Jackson prevailed.  
     Kittye Mason contends Ms. Jackson's attorney had said to her
attorney that he did not intend to charge his client a fee because
she was a relative.  Her contention now is that the fee arrangement
must have been based on the contingency of Ms. Jackson prevailing
in the lawsuit and that the fee arrangement thus was required to be
in writing according to Model Rules of Professional Conduct 1.5.
     In his order, the Trial Court stated:  "It is within the
Court's discretion to award attorney's fees to the prevailing party
in a contract case....  [Ark. Code Ann.  16-32-308 (1987).]  As
noted in the judgment ... the Court focused on the breach of
contract issue....  Defendant has incurred and should be awarded
attorney's fees in the amount of $6,000."    

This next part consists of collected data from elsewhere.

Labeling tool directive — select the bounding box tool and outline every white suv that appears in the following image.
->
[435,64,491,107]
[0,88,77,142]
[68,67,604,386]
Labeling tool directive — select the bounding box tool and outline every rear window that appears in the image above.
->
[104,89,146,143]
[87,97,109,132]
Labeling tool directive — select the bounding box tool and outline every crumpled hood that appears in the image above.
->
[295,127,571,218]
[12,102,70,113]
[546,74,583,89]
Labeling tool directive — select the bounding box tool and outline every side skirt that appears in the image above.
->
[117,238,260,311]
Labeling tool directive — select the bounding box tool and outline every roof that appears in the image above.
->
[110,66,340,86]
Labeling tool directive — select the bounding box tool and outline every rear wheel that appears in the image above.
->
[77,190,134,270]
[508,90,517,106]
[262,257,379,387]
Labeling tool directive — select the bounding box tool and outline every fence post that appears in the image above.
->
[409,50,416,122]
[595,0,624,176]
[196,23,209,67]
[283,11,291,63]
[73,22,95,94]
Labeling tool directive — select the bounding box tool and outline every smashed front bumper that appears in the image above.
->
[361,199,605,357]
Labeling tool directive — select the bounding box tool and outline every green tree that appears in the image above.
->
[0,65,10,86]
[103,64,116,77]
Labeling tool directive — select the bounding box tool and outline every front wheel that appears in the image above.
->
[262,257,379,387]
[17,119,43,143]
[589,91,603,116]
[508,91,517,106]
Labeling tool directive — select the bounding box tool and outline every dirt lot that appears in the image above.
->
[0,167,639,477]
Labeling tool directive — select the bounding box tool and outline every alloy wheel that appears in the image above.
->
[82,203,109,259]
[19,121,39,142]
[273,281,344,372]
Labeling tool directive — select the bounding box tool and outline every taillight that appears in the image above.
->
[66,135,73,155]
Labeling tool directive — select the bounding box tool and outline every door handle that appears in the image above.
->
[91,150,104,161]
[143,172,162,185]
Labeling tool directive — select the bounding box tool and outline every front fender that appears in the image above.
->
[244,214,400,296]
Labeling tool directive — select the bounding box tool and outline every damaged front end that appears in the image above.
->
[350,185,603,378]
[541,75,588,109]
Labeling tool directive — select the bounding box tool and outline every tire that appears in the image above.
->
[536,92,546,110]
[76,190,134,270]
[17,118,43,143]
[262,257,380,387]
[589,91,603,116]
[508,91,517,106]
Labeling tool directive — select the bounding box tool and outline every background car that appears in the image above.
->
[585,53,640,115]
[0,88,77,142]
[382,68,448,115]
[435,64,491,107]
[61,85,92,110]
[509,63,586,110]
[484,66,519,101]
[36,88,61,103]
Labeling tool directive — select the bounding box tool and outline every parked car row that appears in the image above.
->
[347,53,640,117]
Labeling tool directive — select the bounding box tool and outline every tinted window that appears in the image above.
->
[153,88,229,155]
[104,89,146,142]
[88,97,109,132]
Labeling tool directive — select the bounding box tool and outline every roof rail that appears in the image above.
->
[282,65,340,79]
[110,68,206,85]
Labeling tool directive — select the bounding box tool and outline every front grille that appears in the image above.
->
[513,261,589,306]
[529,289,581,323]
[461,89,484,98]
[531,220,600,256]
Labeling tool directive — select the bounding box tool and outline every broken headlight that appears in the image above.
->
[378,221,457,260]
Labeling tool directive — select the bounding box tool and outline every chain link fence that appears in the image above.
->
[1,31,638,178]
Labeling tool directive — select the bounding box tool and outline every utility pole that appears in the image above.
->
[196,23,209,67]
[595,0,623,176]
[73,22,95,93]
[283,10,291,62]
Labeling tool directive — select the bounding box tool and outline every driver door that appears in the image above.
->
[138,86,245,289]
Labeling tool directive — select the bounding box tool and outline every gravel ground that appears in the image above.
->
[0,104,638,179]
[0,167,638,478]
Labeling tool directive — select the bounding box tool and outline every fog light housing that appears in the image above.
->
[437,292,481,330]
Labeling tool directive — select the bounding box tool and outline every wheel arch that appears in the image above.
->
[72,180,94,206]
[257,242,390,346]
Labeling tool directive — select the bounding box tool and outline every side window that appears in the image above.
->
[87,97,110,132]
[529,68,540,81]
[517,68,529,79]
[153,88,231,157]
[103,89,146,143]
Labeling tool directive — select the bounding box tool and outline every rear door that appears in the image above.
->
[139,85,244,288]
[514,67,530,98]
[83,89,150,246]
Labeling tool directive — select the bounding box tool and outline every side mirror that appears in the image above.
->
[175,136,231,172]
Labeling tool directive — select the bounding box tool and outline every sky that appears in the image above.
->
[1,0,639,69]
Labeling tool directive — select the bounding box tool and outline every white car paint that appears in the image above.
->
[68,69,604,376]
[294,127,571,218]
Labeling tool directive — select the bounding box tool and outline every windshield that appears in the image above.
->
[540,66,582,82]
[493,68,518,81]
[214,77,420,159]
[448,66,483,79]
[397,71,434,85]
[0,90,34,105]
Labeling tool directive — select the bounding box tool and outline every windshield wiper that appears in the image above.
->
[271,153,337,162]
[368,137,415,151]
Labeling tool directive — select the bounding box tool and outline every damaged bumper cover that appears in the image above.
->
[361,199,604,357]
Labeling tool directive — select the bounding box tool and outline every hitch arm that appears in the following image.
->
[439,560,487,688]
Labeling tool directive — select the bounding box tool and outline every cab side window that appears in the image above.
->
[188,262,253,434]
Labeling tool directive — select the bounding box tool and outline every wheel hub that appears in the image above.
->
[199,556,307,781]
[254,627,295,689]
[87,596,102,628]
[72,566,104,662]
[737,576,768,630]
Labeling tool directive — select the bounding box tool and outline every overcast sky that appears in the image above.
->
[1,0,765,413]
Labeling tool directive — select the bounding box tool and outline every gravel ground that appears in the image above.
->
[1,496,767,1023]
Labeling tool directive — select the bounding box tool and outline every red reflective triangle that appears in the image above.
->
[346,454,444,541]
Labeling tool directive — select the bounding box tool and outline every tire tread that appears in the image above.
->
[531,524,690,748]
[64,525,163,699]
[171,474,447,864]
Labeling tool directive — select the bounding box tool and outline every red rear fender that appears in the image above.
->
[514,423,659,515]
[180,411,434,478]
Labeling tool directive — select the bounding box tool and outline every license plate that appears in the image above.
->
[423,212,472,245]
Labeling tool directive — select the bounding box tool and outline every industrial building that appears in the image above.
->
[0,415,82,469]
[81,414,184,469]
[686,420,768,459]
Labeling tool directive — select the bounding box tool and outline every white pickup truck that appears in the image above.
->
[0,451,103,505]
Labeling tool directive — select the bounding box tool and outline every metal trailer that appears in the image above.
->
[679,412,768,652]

     Kittye Mason seems to be suggesting that Ms. Jackson did not
incur an attorney's fee and thus none should be awarded.  The Trial
Court held specifically that Ms. Jackson did incur an attorney's
fee.  In these circumstances, the order of an attorney's fee after
entry of the judgment is a collateral matter.  Marsh & McLennan of
Arkansas v. Herget, 321 Ark. 180, 900 S.W.2d 195 (1995).  We cannot
properly review this point because, as Ms. Jackson points out,
Kittye Mason has not filed a notice of appeal from the fee order
and has not provided us with a record of a hearing held on the
attorney's fee issue.  
     Affirmed.  
     Glaze and Brown, JJ., not participating.